Opinion
April Term, 1870.
Lofland, for the prisoner, objected to the admissibility of any admission of confession made by the prisoner to the witness under such a promise, and cited the case of the State v. Bostic, 4 Harr. 563.
Lore, Attorney General. The witness had no power or control over him, and although the statement might have been confidential, it was entirely optional and voluntary on the part of the prisoner, and it was against the sound rule and policy of the law, and the due administration of criminal justice, to allow the lips of an important witness to be sealed before a Court and jury for such a reason, or by such an assurance.

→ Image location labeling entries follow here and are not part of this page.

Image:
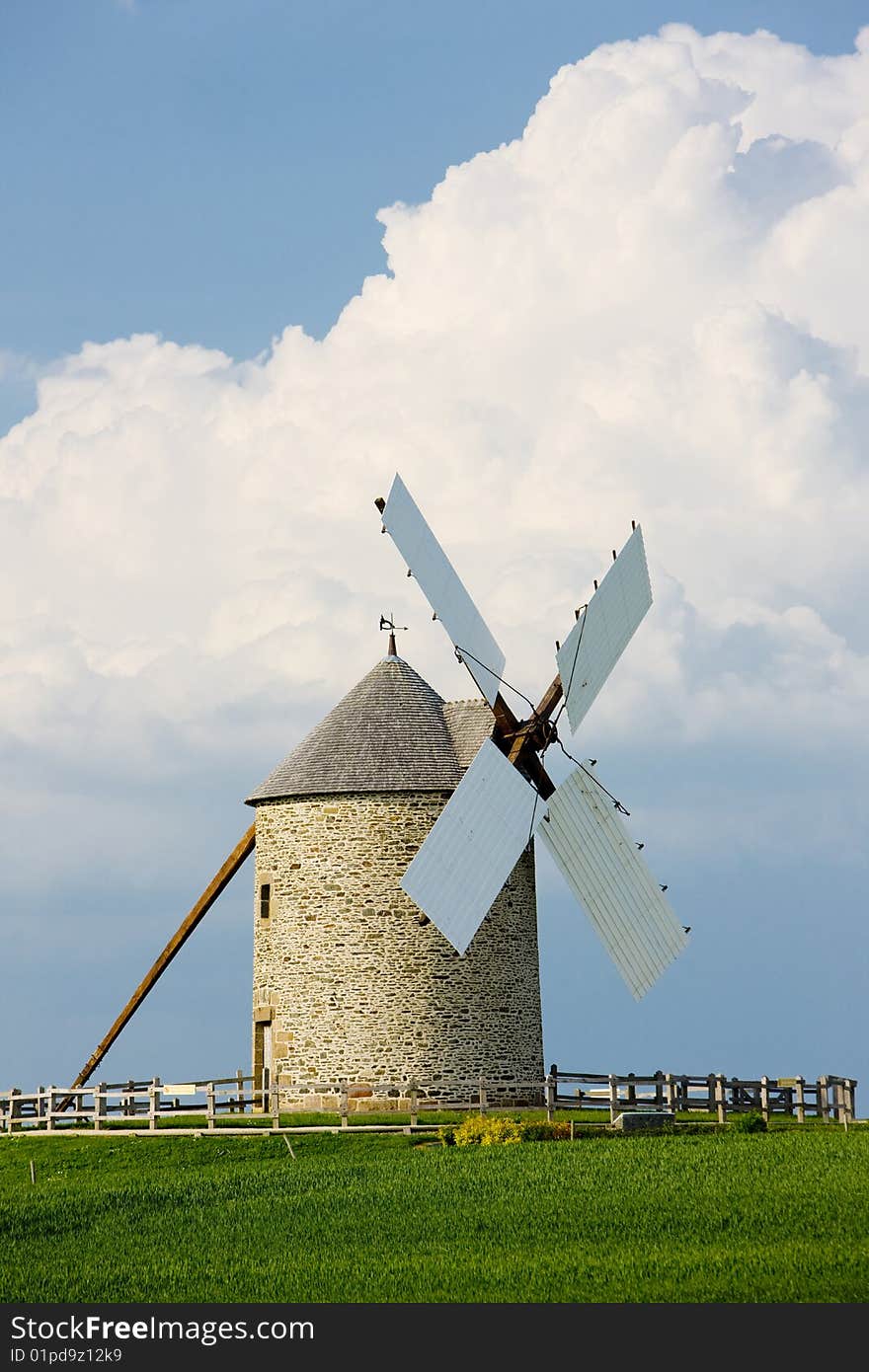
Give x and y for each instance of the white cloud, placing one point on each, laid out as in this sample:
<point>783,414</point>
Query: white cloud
<point>650,306</point>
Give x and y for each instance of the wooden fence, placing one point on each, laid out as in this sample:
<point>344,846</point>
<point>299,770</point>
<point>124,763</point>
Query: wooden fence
<point>827,1098</point>
<point>140,1105</point>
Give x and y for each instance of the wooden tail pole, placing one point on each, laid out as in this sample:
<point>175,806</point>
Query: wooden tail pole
<point>207,897</point>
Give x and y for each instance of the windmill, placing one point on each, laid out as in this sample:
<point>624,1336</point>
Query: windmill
<point>470,858</point>
<point>506,798</point>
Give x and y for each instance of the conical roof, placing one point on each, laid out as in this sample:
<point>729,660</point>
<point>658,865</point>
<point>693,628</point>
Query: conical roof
<point>390,732</point>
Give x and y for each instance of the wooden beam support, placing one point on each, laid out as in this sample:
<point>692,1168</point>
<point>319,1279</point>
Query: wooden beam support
<point>220,881</point>
<point>549,700</point>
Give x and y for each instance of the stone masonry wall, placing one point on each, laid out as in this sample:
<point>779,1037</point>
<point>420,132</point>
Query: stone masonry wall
<point>358,987</point>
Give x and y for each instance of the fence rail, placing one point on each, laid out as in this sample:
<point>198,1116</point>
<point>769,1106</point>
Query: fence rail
<point>136,1105</point>
<point>826,1098</point>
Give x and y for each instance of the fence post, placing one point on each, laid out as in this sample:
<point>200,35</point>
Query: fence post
<point>659,1090</point>
<point>799,1100</point>
<point>154,1102</point>
<point>765,1098</point>
<point>99,1095</point>
<point>671,1093</point>
<point>342,1104</point>
<point>549,1095</point>
<point>721,1100</point>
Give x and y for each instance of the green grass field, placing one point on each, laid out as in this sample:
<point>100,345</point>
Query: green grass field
<point>703,1217</point>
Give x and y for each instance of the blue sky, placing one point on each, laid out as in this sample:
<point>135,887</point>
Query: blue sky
<point>210,175</point>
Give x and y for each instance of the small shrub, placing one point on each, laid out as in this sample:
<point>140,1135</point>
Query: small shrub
<point>488,1129</point>
<point>750,1122</point>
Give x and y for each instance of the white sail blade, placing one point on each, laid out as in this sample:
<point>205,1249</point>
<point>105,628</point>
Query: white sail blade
<point>443,590</point>
<point>472,847</point>
<point>604,629</point>
<point>602,868</point>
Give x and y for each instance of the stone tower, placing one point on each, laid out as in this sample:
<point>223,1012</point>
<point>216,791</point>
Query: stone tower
<point>351,980</point>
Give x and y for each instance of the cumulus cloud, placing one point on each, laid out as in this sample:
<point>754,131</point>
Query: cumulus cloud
<point>650,306</point>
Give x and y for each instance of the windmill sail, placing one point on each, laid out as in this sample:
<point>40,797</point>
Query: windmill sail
<point>604,629</point>
<point>443,590</point>
<point>472,847</point>
<point>602,869</point>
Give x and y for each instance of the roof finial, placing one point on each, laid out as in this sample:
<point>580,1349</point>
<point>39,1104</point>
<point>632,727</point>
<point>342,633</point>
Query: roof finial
<point>391,626</point>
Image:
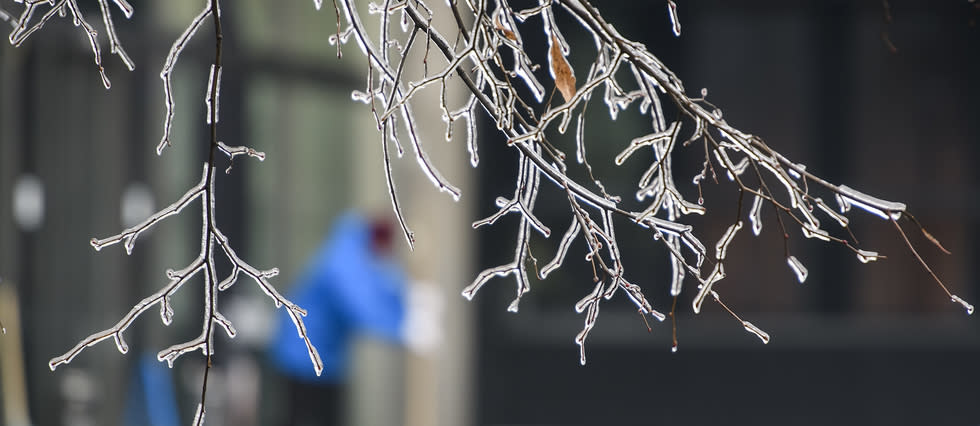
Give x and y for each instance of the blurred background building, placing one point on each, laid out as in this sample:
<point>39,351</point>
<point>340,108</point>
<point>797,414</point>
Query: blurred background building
<point>855,344</point>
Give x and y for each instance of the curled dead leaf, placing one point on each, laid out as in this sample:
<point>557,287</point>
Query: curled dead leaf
<point>562,71</point>
<point>507,33</point>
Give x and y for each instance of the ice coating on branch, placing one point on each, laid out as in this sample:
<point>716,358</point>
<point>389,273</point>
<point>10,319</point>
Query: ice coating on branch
<point>762,335</point>
<point>797,268</point>
<point>705,288</point>
<point>810,232</point>
<point>675,23</point>
<point>967,306</point>
<point>199,415</point>
<point>755,215</point>
<point>214,82</point>
<point>887,210</point>
<point>722,247</point>
<point>866,256</point>
<point>168,67</point>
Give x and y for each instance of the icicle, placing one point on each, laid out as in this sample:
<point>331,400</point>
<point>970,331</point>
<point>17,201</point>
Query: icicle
<point>867,256</point>
<point>214,82</point>
<point>967,306</point>
<point>199,415</point>
<point>722,247</point>
<point>514,306</point>
<point>120,342</point>
<point>755,215</point>
<point>756,331</point>
<point>675,22</point>
<point>677,270</point>
<point>797,268</point>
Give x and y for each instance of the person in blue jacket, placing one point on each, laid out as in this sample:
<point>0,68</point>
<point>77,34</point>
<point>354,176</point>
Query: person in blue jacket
<point>352,285</point>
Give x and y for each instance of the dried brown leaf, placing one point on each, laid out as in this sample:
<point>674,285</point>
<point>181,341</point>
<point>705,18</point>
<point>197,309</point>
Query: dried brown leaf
<point>562,71</point>
<point>507,33</point>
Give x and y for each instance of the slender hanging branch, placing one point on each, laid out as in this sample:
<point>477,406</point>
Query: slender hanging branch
<point>530,123</point>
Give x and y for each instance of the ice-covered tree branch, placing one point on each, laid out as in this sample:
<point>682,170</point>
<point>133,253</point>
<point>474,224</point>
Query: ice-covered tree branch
<point>213,241</point>
<point>623,73</point>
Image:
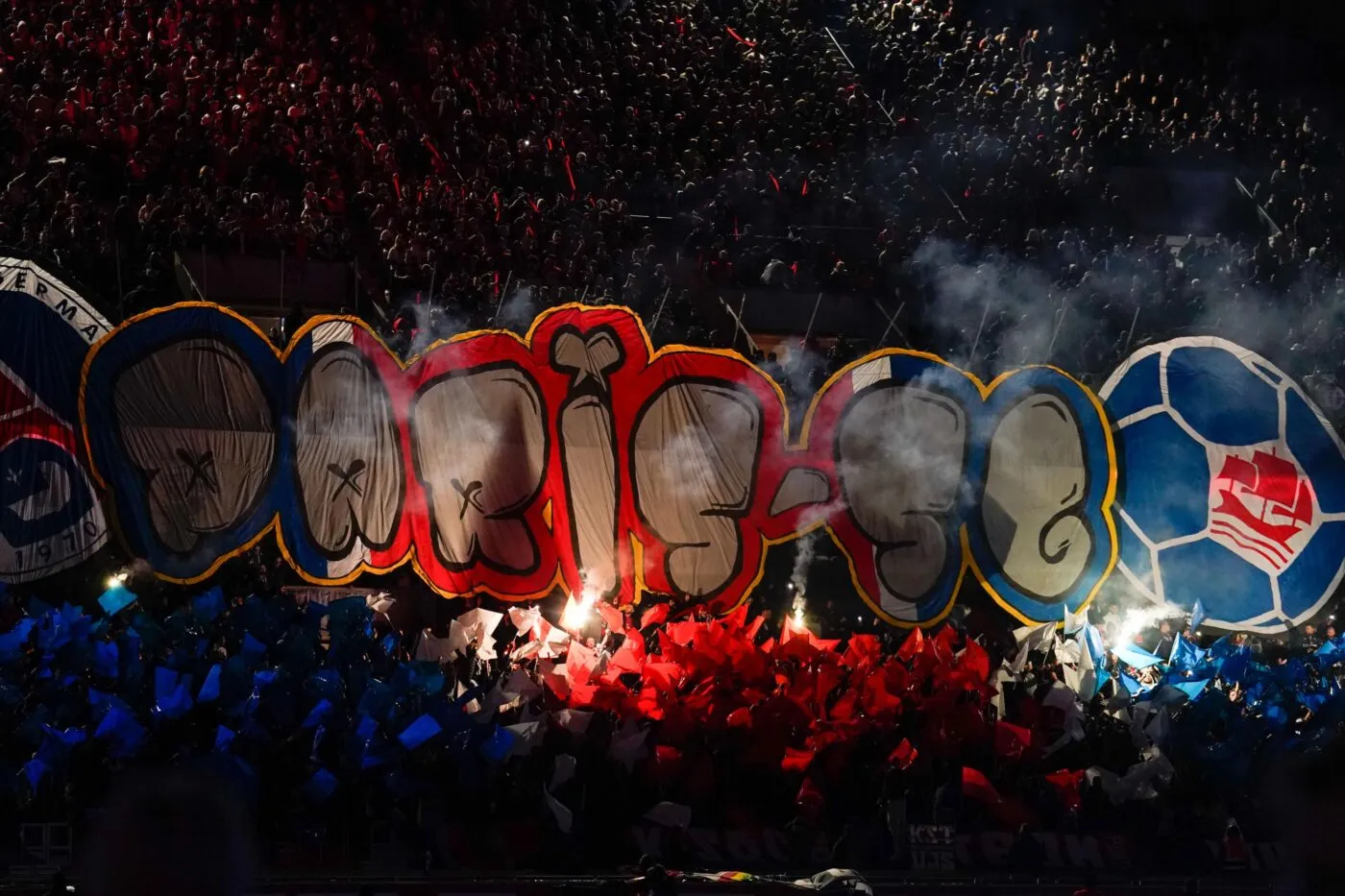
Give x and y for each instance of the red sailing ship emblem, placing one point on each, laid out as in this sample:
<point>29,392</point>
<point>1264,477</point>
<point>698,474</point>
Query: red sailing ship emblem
<point>1260,506</point>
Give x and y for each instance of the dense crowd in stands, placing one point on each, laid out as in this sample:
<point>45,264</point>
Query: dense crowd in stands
<point>467,157</point>
<point>662,150</point>
<point>542,740</point>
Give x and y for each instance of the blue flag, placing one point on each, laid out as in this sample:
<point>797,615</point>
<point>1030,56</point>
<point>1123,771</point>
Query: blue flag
<point>208,604</point>
<point>1134,657</point>
<point>320,786</point>
<point>498,745</point>
<point>319,714</point>
<point>116,599</point>
<point>172,693</point>
<point>1197,615</point>
<point>124,734</point>
<point>210,688</point>
<point>12,642</point>
<point>419,732</point>
<point>107,660</point>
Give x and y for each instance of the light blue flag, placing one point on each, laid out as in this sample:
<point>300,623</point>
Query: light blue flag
<point>1136,658</point>
<point>1197,615</point>
<point>1186,654</point>
<point>1192,688</point>
<point>1096,651</point>
<point>116,599</point>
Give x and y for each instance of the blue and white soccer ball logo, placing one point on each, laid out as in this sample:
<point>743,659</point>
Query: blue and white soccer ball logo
<point>1233,485</point>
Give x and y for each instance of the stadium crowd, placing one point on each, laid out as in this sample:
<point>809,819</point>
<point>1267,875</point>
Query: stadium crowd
<point>654,153</point>
<point>541,740</point>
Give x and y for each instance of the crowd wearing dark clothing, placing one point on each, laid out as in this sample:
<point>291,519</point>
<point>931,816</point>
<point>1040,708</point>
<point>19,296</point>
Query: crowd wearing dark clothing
<point>655,153</point>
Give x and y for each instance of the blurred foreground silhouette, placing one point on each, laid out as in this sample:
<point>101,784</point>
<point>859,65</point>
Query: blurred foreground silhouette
<point>170,833</point>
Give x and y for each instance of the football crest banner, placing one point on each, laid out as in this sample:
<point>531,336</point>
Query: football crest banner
<point>1234,485</point>
<point>50,516</point>
<point>580,456</point>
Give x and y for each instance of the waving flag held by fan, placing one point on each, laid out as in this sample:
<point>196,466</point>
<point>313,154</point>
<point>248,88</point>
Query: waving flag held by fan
<point>50,517</point>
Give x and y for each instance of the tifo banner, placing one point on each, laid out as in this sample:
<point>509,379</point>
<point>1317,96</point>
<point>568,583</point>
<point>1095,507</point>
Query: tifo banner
<point>577,455</point>
<point>50,517</point>
<point>1234,485</point>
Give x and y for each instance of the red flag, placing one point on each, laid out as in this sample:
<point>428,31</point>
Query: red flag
<point>571,174</point>
<point>863,648</point>
<point>661,675</point>
<point>1012,741</point>
<point>740,37</point>
<point>975,664</point>
<point>912,646</point>
<point>904,755</point>
<point>654,615</point>
<point>1066,787</point>
<point>612,617</point>
<point>629,657</point>
<point>796,759</point>
<point>977,786</point>
<point>682,633</point>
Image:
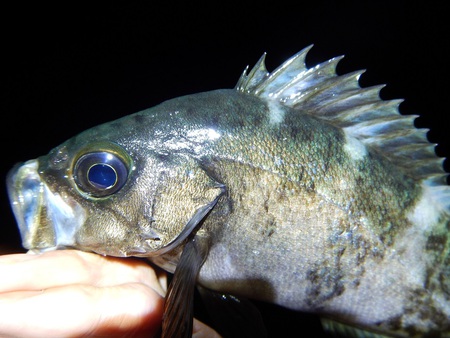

The Court overruled the objection. It appears the declaration was voluntarily made to one who had no power or authority whatever over the prisoner, and without any threat, promise or inducement which could exclude it from going in evidence. Gilpin, C. J., remarked that he relied on the rule as stated in 1 Greenl. Ev. Sec. 229, upon this point, and distinguished it from the case of the State v. Bostic, 4 Harr. 563, because in that case the witness stood in the commanding and authoritative relation of mistress to the accused, and because the promise and inducement made and held out by her to the accused in that case were much stronger than in this.
The witness stated that he then asked the prisoner if he had ever seen that man (the deceased) before, he said he had, and that on that Saturday, the 19th of March, he and Bill Lowber came to his uncle's, John Young's, where he then was, and that Lowber took him to one side and told him the old man had money, and if he would help him kill him, he would give him some of it, and that when he left there they went with him into the thicket and pines across the road and long the millpond under the pretence of showing him the way to a house around there where he could buy some muskrat skins, and as they got over the fence into the pines, Lowber took a fence rail and knocked him down with it, and that they then drug his body into the millpond and left it there, sunk in the water, but Lowber did not give him any of the money, although he promised him he would at another time.
William H. Sard testified that on the day of the coroner's inquest the prisoner voluntarily said to him, he would like to tell all he knew about the killing of the old man. He then said that he was that morning cutting wood at Sally Ann Morris's when the old man and Bill Lowber came there together, and while the old man was in the house, Bill Lowber came round behind the house to him where he was cutting wood, and said to him that the old man had money, and if he would help him kill him, he would give him some of it, and that when the peddler left there and started over the mill dam they followed after him, and that when he went into the woods around the pond they followed him, and there Bill Lowber took a fence stake and knocked him in the head with it, and then they pulled his body down to the pond and pushed it into it.
At a Court of Oyer and Terminer held at this term, Edward Darnell, alias Edward Young, a negro boy about fifteen years of age, was indicted and tried for the murder of Thomas Hogan of the first degree, on the 19th day of March preceding. The deceased lived in Philadelphia and was in the habit of visiting this State once or twice a year as a foot-peddler vending lamps and buying old brass, pewter and muskrats skins, and was but slightly known in the neighborhood in which the murder was committed, and without being missed by any one in the mean while, his dead body was accidentally found lying on the 26th day of that month in Kersey's Millpond, near the margin of it in a retired spot where it was set in pine trees and briar bushes, and near an old worm fence which extended down to it between the place and the public road leading over the dam and not far from it, and where the water was not more than a foot deep in the pond; and on the same day before it had been removed from the water, a physician had been summoned and was present to make an examination of the body, who testified that he found near a small pine bush traces of blood on the ground, and from that point in a direct line to the edge of the pond where the body was lying was, by measurement, about ninety-six feet. The back of the body was very much rubbed and scratched, and which might have been produced by the dragging of it on the ground from that point down to the edge of the pond. There was a gash cutting through the scalp three inches in length on the left and back part of the head, and another about two inches long also on the left side of it, and the left ear was very badly mashed. There was, however, no fracture of the skull, and the only wounds which he found upon it, and which he had just described, could not, he thought, have produced death, but they were sufficient to paralyze and render him insensible for a time, and if in that condition the body was dragged down to the pond and into the water sufficiently deep for the purpose, the person would soon drown; and in his opinion drowning in that condition was the immediate cause of his death.
Samuel T. Moore testified that he was on the same day at the coroner's inquest on the body; that the prisoner was also there, and that he had a conversation with him when no other person was within hearing of what they said. That he said to the prisoner he must know something about the killing of the deceased, and if he would tell him all about it, he would say nothing about it to any one.
that the prisoner, it would seem, did not deny his participation and complicity in the killing of the deceased, and his only object seemed to be to show that another was engaged with him in it, and first suggested it to him, who dealt the fatal blow according to his statement, and that he was more guilty than himself in the perpetration of the crime which he thus confesses; but it was enough if he was merely present and in any way aiding and assisting the other in the commission of it, to constitute him a principal in it, and as guilty of it in the eye of the law, as the person whom he alleges was the principal both in the conception and the execution of it, if what he has stated was true in regard to him.
Verdict — Guilty of murder of the first degree.